L’alcool est la substance addictive la plus répandue dans le monde. Chaque année aux États-Unis, la consommation excessive d’alcool coûte 249 milliards de dollars et provoque environ 88 000 décès, ainsi que diverses maladies chroniques et problèmes sociaux. Le trouble lié à la consommation d’alcool, un trouble chronique et récurrent très répandu, touche plus de 14 millions de personnes rien qu’aux États-Unis, en plus d’être gravement sous-traité, avec seulement trois thérapies pharmacologiques modestement efficaces disponibles.
Il a été démontré que l’exposition chronique à l’alcool produit de profondes neuroadaptations dans des régions spécifiques du cerveau, notamment le recrutement de neurotransmetteurs de stress clés, provoquant finalement des changements dans l’organisme qui entraînent une consommation excessive d’alcool. La zone du cerveau connue sous le nom de « noyau du lit de la strie terminale » (BNST) est impliquée de manière cruciale dans la réponse comportementale au stress ainsi que dans la consommation chronique et pathologique d’alcool.
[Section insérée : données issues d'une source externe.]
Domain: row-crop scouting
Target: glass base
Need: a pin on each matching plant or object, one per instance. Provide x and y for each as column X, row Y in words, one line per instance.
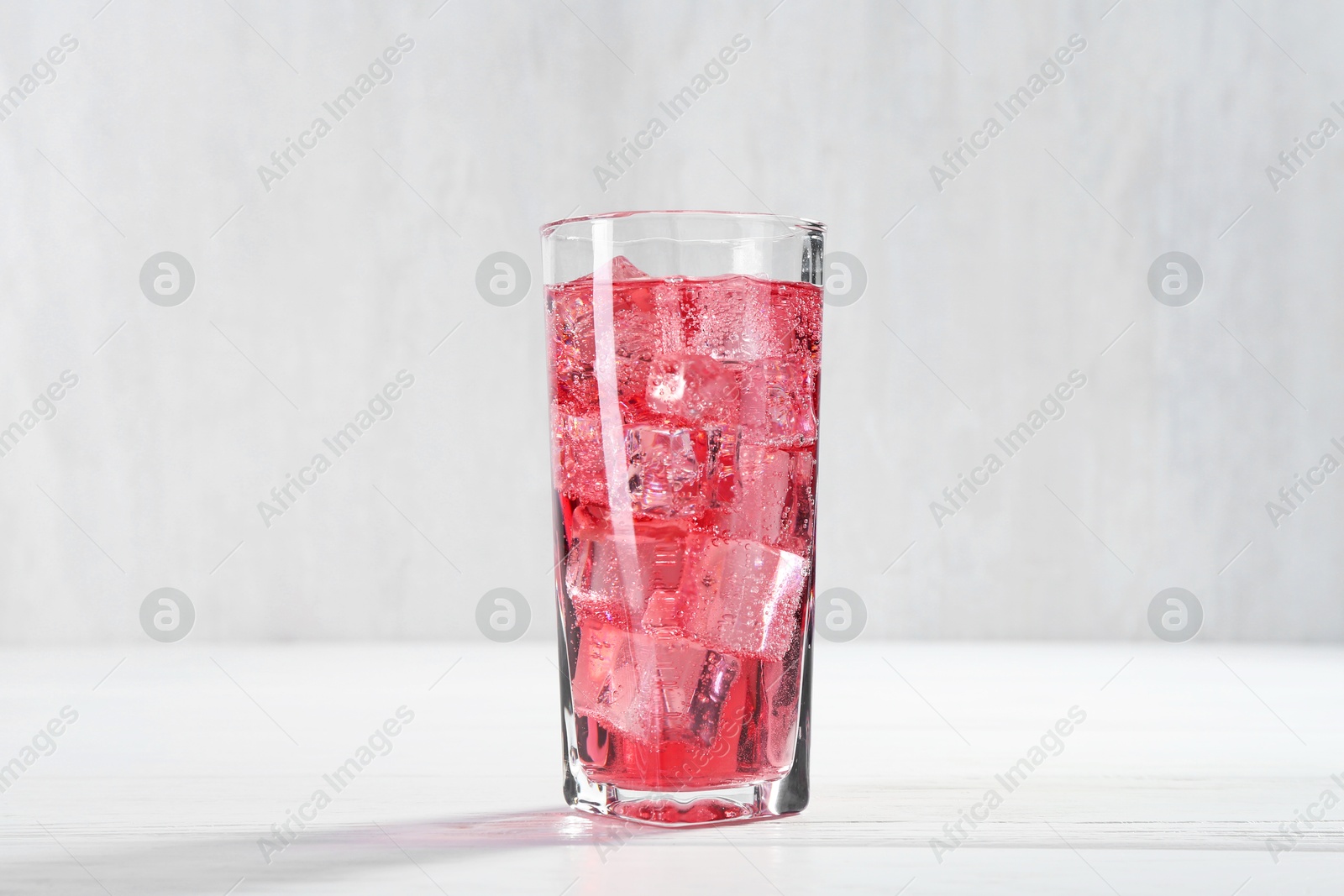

Des chercheurs de la faculté de médecine Chobanian et Avedisian de l’université de Boston ont identifié qu’un peptide appelé polypeptide activant l’adénylate cyclase hypophysaire (PACAP) est impliqué dans la consommation excessive d’alcool. De plus, ils ont découvert que ce peptide agit dans la zone BNST.
En utilisant un modèle expérimental établi pour la consommation excessive et intermittente d’alcool, les chercheurs ont observé que pendant le sevrage, ce modèle montrait des niveaux accrus du neuropeptide de stress PACAP de manière sélective dans le BNST, par rapport au modèle témoin.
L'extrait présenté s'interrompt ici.